An aerial view across Daylesford, including the crash scene near the town’s main roundabout.Credit: Joe Armao
Daylesford is built on hillsides above the old gold diggings that is now the town’s lake.
Like a lot of old gold towns, once filled with roistering sinners and those seeking redemption, it is a place of graceful churches high on the hillside and splendid pubs down in the town, closer to the diggings.
Albert Street – the smaller of two streets with the same name in Daylesford – is one of the lanes that descends from the higher ground, splicing its way between two of those grand old pubs, the Daylesford Hotel and the Royal Daylesford, before finding its way to the town’s main roundabout, where four major streets converge.
Little Albert Street once made a fifth arm of the roundabout, but planners long ago put a dog-leg in it at the bottom of the hill to leave a wide grassy area outside the Royal Daylesford.
The lawn, beneath the deep green foliage of big old elms, is a fine spot for an alfresco pub meal or a beer, children rolling about on the grass, if you ignore the nearby traffic heading through on the Midland Highway or turning up the main street or heading north to Hepburn Springs.
At 6.05pm on Sunday, with a soft evening coming down after that fine spring day, at least two families, adults and children, had set themselves up at the Royal Daylesford’s wooden tables and benches.
And their easy weekend transformed to horror.

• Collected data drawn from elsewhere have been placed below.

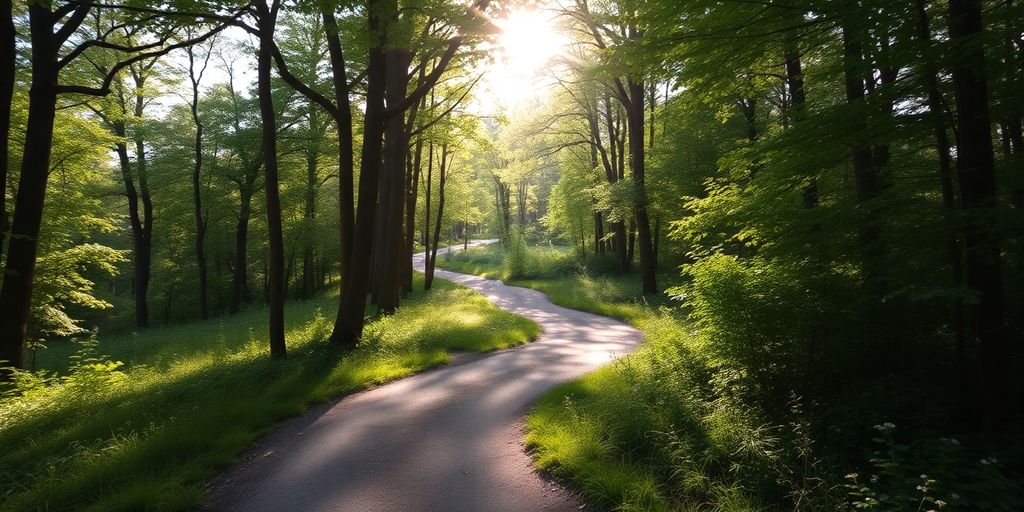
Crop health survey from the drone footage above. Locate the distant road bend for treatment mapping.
[208,242,641,512]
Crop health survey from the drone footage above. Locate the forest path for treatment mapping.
[208,241,642,512]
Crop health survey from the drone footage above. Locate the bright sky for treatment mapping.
[475,8,568,114]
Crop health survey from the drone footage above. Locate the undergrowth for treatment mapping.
[439,246,1024,512]
[0,276,539,511]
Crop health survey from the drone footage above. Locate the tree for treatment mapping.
[0,2,232,368]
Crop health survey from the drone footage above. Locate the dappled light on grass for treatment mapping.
[0,279,538,510]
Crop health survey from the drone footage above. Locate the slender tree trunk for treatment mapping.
[256,0,288,358]
[187,47,210,319]
[331,0,387,346]
[0,2,58,378]
[915,0,967,368]
[301,101,323,299]
[377,48,413,313]
[785,35,818,208]
[321,7,355,296]
[949,0,1014,429]
[0,0,17,257]
[423,144,449,290]
[401,133,423,293]
[843,22,885,292]
[228,183,255,313]
[109,112,153,329]
[627,74,657,294]
[423,140,434,271]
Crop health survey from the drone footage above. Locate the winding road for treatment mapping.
[208,242,641,512]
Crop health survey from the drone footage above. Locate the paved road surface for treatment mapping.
[208,242,641,512]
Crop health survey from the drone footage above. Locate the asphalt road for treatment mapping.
[208,242,641,512]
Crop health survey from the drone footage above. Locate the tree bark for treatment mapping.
[321,8,355,296]
[228,181,256,313]
[301,101,323,299]
[187,46,210,319]
[375,48,413,313]
[915,0,967,374]
[949,0,1013,429]
[0,0,17,256]
[0,2,59,377]
[423,144,449,290]
[627,75,657,294]
[256,0,288,358]
[331,0,389,347]
[842,19,885,299]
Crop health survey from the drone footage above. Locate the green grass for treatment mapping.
[439,247,1024,512]
[0,276,539,511]
[438,246,769,511]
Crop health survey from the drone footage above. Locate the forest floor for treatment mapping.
[0,268,540,511]
[201,244,641,511]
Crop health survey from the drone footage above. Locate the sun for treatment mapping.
[495,9,565,75]
[485,8,567,108]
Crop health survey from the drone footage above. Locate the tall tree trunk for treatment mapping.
[843,19,885,292]
[301,101,322,299]
[0,2,59,377]
[256,0,288,358]
[949,0,1013,429]
[401,133,423,293]
[112,108,153,329]
[423,144,449,290]
[228,182,255,313]
[785,34,818,208]
[321,7,355,296]
[627,76,657,294]
[915,0,967,374]
[331,0,387,346]
[375,48,413,313]
[187,46,210,319]
[0,0,17,256]
[423,140,434,262]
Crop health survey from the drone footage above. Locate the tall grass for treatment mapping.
[0,278,539,511]
[441,248,1024,512]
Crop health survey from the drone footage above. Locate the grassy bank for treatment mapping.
[438,247,1024,512]
[0,276,539,511]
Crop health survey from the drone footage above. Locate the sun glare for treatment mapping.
[486,9,566,108]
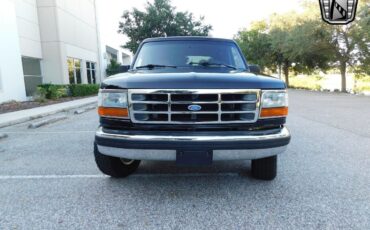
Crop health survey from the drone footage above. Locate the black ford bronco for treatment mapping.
[94,37,290,180]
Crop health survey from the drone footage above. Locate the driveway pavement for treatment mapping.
[0,91,370,229]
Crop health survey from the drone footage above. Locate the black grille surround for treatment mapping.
[128,89,261,124]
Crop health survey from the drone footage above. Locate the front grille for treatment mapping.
[128,89,260,124]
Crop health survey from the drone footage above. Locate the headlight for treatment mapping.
[98,89,129,118]
[260,90,288,118]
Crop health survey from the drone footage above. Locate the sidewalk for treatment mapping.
[0,97,98,128]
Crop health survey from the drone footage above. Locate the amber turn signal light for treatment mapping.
[98,107,128,118]
[260,107,288,118]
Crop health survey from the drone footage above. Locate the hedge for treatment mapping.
[36,84,99,99]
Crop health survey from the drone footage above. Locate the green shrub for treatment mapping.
[69,84,99,97]
[35,84,99,100]
[33,86,47,102]
[38,84,68,99]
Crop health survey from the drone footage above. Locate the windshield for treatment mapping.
[133,40,246,71]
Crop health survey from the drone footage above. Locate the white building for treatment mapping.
[0,0,103,103]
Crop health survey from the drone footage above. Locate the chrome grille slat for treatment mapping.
[128,89,260,124]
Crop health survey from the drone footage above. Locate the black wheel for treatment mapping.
[252,156,277,180]
[94,144,140,178]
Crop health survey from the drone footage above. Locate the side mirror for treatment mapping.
[248,65,261,74]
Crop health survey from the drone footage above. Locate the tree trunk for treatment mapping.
[340,62,347,93]
[283,63,289,87]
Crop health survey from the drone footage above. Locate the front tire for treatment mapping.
[252,156,277,180]
[94,144,140,178]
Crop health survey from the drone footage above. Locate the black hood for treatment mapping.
[101,72,286,89]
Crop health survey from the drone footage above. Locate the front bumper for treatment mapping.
[95,127,290,161]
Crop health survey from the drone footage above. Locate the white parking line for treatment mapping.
[0,173,239,180]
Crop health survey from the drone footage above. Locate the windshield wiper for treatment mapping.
[135,64,177,69]
[189,62,238,70]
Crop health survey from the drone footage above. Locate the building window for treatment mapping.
[67,58,82,84]
[86,62,96,84]
[22,57,42,96]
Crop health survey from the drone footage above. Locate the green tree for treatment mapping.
[118,0,212,53]
[105,59,121,76]
[234,21,274,69]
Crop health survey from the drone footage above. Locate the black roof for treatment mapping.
[143,36,234,42]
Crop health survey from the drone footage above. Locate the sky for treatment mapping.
[96,0,304,53]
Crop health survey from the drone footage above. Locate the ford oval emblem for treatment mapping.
[188,105,202,111]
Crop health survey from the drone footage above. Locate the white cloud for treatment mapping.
[96,0,304,49]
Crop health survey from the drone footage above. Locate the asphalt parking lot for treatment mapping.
[0,91,370,229]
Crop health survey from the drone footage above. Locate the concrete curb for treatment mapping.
[74,105,96,115]
[0,133,8,140]
[0,97,97,128]
[28,115,67,129]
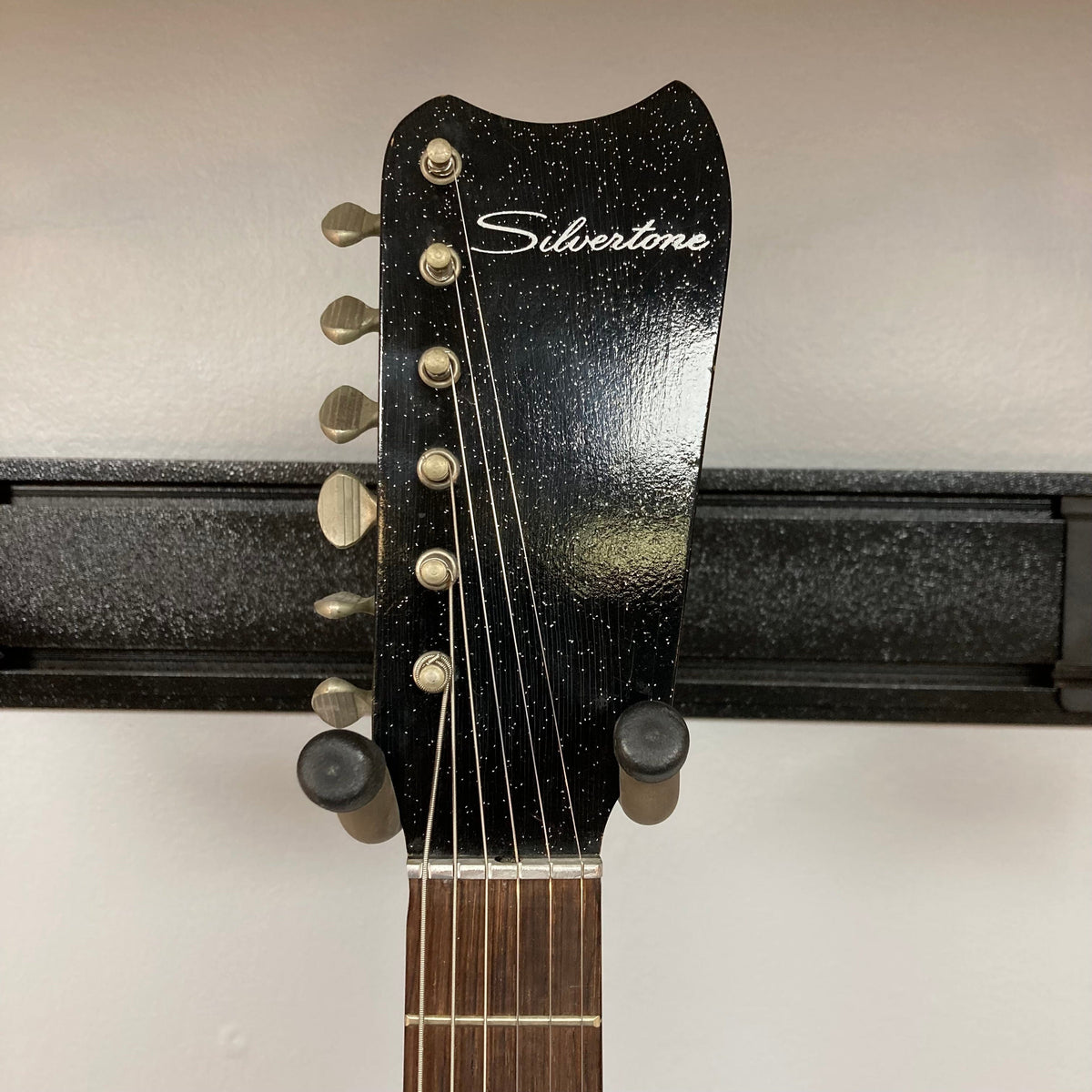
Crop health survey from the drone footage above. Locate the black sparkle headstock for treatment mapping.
[373,83,731,858]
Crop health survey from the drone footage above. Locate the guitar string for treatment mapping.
[454,179,585,1092]
[448,471,493,1092]
[417,672,454,1092]
[455,266,553,1092]
[451,349,522,1087]
[448,585,459,1092]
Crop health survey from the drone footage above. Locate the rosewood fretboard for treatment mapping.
[404,858,602,1092]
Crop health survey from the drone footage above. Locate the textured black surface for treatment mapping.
[373,83,731,857]
[0,460,1092,724]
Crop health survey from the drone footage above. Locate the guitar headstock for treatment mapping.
[295,83,731,859]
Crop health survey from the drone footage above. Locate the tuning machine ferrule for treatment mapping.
[417,448,459,490]
[420,136,463,186]
[414,547,459,592]
[417,242,463,288]
[413,652,452,693]
[613,701,690,825]
[417,345,460,389]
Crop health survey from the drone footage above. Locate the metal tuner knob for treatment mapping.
[318,384,379,443]
[615,701,690,825]
[318,470,378,550]
[318,296,379,345]
[315,592,376,621]
[296,728,402,844]
[322,201,379,247]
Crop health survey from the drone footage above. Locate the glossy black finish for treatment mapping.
[615,701,690,784]
[296,728,387,812]
[375,83,731,857]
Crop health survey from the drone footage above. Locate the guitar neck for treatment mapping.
[404,857,602,1092]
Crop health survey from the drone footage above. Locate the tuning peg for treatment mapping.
[315,592,376,618]
[318,296,379,345]
[322,201,379,247]
[615,701,690,825]
[318,470,376,550]
[318,386,379,443]
[296,728,402,844]
[311,678,371,728]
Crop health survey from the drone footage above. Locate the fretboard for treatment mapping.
[404,858,602,1092]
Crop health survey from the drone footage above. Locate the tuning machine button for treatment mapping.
[311,678,371,728]
[417,242,463,288]
[613,701,690,825]
[318,384,379,443]
[318,296,379,345]
[322,201,379,247]
[318,470,377,550]
[315,592,376,619]
[296,728,402,844]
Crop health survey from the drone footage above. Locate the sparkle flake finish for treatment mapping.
[373,83,731,858]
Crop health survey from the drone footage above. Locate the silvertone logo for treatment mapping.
[470,208,710,255]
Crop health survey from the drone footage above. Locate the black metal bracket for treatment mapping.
[1054,497,1092,713]
[0,460,1092,724]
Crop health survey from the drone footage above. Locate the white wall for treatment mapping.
[0,0,1092,1092]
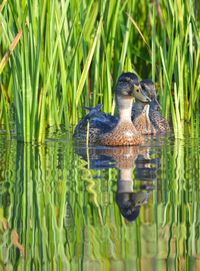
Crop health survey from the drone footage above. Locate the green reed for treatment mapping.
[0,0,200,142]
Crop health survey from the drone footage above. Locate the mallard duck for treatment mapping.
[131,79,170,134]
[74,72,150,146]
[74,104,118,143]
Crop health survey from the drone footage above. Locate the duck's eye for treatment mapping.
[135,86,140,92]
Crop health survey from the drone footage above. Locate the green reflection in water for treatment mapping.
[0,134,200,271]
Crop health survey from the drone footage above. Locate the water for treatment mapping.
[0,131,200,271]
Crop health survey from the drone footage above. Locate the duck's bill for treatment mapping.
[134,85,151,103]
[152,99,162,111]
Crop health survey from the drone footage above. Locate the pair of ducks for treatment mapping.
[74,72,170,146]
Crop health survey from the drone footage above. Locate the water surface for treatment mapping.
[0,129,200,271]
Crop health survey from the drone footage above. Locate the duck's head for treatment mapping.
[116,72,151,103]
[141,79,161,111]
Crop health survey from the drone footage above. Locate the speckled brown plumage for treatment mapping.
[98,122,143,146]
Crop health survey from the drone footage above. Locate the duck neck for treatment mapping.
[117,97,132,122]
[117,168,133,193]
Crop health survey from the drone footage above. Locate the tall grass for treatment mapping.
[0,0,200,142]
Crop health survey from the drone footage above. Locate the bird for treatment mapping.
[74,72,151,146]
[131,79,170,135]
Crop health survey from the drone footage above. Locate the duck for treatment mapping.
[74,72,150,146]
[131,79,170,135]
[74,104,118,143]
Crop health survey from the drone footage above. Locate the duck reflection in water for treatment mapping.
[76,146,160,222]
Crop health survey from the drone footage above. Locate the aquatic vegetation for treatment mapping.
[0,0,200,142]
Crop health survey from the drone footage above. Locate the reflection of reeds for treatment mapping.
[0,141,200,271]
[0,0,200,141]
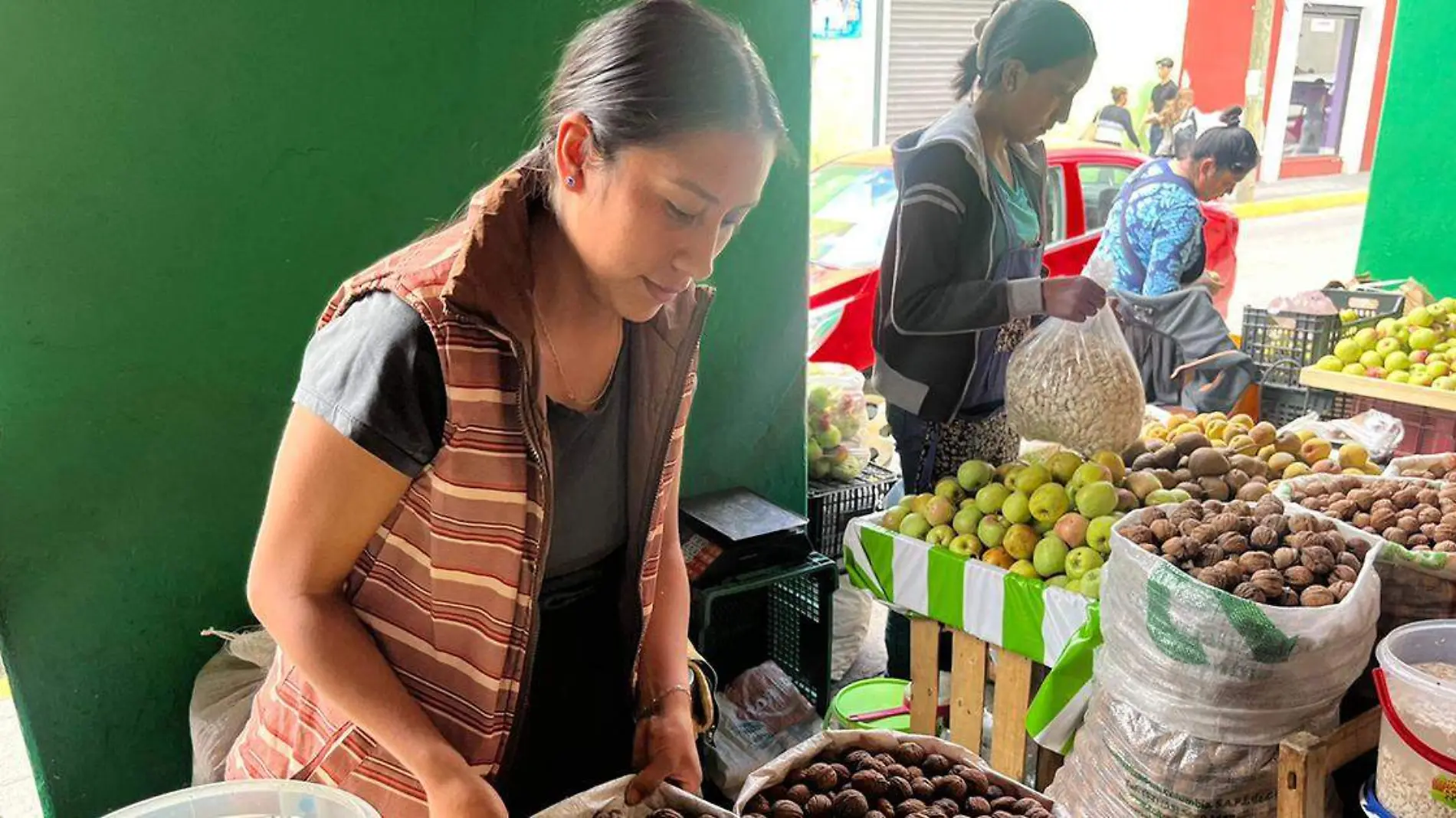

There is no explanation yet for why a white BMW SUV, descending the Albert Street slope, failed to negotiate the dog-leg around the pub’s little park and, revving loudly, according to some witnesses, bounced across the lawn, collecting tables, benches and bodies, then careered on, smashing down a light pole and coming to a stop – we cannot call it a rest – on the roundabout beyond.
The scene at a Daylesford beer garden, where a car ploughed into patrons on Sunday.Credit: David Estcourt
The news reports and police statements have given some concept of the carnage and the terror and the anguish of survivors and townsfolk who ran to help.
We need only know what was said by Chief Commissioner of Victoria Police Shane Patton, that the scene was so confronting some of the professionals who responded would be haunted by it. These are people hardened to horror.
Yesterday, there was only imagining left to those who came to the little hotel park, some to lay flowers, some to set up news cameras, some to simply stand and think.
The wreaths of flowers piled up beneath a sculpture of three children on a Clydesdale horse.
From School, the sculpture is called. It is by Stanley Hammond, who attended the Daylesford Technical School in the 1930s.
Could he have had in mind those three children, the lost boys of Daylesford – William and Thomas Graham and Alfred Burman – who never had the pleasure of coming home from school after becoming lost in the Wombat Forest so many years ago?
It seems possible, for the people of Daylesford never forget their tragedies. The local school still offers a scholarship named for the eldest lost boy, William Graham (the Graham Dux award), and now tourists can trek along a 16-kilometre path named the Lost Children’s Walk.
Today, it is too early for memorialising another catastrophe. There is only shock, wreaths by a statue and unanswered questions about the deaths of five people in the centre of one of Australia’s loveliest old towns.